Witajcie. Tak się trochę zastanawiam czy wątek o bursztynie umieścić w dziale o skamielinach czy jednak o minerałach, bo z jednej strony może on zawierać utrwalone szczątki roślin i zwierząt, a z drugiej strony ten "minerał" praktycznie składa się wyłącznie z części organicznych, a więc bliżej mu do ziemi torfowej niż do klasycznego minerału. Po zastanowieniu jednak wybór padł na ten dział. W końcu "jest on pośrednio z ziemi" i do tego jest "minerałem" występującym w Polsce.
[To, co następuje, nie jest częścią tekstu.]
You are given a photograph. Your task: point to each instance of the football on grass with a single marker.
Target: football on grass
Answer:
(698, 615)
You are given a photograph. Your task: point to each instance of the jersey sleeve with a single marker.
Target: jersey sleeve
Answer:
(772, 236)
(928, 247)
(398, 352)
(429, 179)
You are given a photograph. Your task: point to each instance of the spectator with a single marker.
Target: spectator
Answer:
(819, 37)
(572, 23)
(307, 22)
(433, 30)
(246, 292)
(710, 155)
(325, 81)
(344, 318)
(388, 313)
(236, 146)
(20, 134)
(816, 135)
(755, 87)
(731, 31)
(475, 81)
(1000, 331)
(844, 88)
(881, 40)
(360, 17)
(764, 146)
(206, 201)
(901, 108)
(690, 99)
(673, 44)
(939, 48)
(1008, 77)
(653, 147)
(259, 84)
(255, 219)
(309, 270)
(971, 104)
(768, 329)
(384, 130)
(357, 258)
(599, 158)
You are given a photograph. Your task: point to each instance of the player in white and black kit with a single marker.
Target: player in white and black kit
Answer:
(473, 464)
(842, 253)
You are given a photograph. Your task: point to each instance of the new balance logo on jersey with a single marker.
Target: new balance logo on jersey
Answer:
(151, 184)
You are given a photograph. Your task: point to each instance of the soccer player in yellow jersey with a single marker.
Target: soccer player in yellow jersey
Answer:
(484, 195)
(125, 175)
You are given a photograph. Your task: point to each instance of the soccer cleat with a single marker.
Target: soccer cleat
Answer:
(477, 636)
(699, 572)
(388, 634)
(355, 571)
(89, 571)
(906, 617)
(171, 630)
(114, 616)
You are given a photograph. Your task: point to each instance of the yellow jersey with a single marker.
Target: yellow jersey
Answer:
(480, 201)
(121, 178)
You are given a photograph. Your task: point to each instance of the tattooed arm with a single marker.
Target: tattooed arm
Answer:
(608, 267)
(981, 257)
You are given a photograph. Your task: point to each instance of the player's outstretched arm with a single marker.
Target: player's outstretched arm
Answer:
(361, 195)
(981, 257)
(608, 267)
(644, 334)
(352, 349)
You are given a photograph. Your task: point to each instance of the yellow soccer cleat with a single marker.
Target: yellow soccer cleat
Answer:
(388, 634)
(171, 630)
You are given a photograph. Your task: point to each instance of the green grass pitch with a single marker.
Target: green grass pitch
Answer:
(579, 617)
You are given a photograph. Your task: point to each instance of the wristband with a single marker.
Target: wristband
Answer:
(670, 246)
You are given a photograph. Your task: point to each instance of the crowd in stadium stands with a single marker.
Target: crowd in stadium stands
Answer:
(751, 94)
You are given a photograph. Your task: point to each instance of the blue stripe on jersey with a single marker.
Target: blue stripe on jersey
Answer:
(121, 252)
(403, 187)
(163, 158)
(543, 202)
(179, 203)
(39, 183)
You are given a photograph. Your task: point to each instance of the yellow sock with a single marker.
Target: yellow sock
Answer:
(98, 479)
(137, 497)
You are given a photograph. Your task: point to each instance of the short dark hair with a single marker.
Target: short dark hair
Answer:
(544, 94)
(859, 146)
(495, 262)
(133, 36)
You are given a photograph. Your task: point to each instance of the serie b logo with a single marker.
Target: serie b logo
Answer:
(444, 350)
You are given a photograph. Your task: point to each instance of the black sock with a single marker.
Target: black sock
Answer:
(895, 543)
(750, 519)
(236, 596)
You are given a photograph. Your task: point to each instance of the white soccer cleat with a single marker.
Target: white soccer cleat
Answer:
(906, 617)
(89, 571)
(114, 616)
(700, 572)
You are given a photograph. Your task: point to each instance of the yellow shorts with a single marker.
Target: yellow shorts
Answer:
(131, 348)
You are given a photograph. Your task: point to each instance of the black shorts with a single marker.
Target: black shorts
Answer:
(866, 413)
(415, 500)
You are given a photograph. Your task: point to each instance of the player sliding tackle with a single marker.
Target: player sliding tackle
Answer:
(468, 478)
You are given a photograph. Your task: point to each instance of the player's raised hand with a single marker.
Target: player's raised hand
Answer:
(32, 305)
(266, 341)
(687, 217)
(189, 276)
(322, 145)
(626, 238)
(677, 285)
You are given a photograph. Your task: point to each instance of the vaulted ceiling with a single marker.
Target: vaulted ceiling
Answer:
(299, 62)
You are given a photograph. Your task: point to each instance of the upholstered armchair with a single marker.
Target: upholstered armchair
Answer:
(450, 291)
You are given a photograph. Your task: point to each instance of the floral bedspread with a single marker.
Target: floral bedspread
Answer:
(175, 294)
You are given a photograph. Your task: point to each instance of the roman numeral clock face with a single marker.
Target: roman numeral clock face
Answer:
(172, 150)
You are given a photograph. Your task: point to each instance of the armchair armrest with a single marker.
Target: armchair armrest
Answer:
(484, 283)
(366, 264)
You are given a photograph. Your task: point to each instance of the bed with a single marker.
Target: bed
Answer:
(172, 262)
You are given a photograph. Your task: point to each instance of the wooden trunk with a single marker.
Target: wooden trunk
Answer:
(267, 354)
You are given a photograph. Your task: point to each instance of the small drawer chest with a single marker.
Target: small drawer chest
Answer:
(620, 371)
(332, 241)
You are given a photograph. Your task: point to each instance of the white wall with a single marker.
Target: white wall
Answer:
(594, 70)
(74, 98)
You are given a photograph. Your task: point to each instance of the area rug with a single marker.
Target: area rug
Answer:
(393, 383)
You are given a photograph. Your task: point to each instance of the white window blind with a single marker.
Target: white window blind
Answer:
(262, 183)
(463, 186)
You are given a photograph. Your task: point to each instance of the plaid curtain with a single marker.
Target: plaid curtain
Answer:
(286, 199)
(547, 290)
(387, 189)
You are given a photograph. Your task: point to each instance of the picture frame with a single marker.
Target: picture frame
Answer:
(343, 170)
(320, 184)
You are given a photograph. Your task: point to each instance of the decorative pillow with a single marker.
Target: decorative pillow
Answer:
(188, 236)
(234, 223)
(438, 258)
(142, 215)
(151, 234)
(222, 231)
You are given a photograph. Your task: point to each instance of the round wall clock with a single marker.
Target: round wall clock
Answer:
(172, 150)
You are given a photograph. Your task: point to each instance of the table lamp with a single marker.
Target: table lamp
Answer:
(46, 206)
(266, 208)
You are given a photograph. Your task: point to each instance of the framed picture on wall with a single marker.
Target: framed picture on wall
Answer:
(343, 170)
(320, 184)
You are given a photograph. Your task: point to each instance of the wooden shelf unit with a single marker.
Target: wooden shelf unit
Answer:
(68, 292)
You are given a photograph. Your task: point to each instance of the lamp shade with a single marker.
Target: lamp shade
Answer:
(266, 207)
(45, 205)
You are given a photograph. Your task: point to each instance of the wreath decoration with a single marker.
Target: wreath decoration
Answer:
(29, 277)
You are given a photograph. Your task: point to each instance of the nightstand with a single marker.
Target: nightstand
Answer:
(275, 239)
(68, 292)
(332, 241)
Bardzo lubię spacerować brzegiem morza. Najczęściej zabieram na te spacery rodzinkę. Bywa że czasami podczas takich spacerów znajdziemy jakieś minerały lub bursztyny. Wśród nich zdarzają się oczywiście bursztyny, które z ujścia Wisły (gdzie jest ich najwięcej) roznoszą się po całej zatoce. Mechelinki nie są jakoś specjalnie dogodne do szukania tych "minerałów" tak jak wspomniałem na pewno można na nie trafić w Mikoszewie u ujścia Wisły i na całej mierzei Wiślanej. Z kolei na zachód od ujścia niemalże na pewno można się na nie natknąć na plaży w Stogach. Pojedyncze okazy można znaleźć w innych miejscach, czy w Mechelinkach czy w Jastarni czy gdziekolwiek indziej w tym rejonie.
Oto zdjęcia moich bursztynów znalezionych w Mechelinkach:
A tutaj widać część bursztynów znalezionych u ujścia Wisły:
Niestety do tej pory nie stwierdziłem ani jednej owadziej inkluzji w kilkuset znalezionych przez siebie okazach!
Nie zbieram bursztynów w związku z ich jakąkolwiek wymierną (pieniężną) wartością, ale w związku z poszukiwaniem odpowiedzi na pytanie o wiek i stworzenie świata, o czym pisałem tutaj:
http://forum-ogrodnicze.oleander.pl/post20980.html?hilit=bursztyn#p20980
Poza tym minerały są dla mnie po prostu piękne, a znalezienie każdego okazu to niezwykła frajda i niespodzianka niemalże taka jak dla dziecka otrzymanie prezentu i tortu na trzecie, czwarte czy piąte urodziny. Zachęcam Państwa do spacerów i podobnych poszukiwań.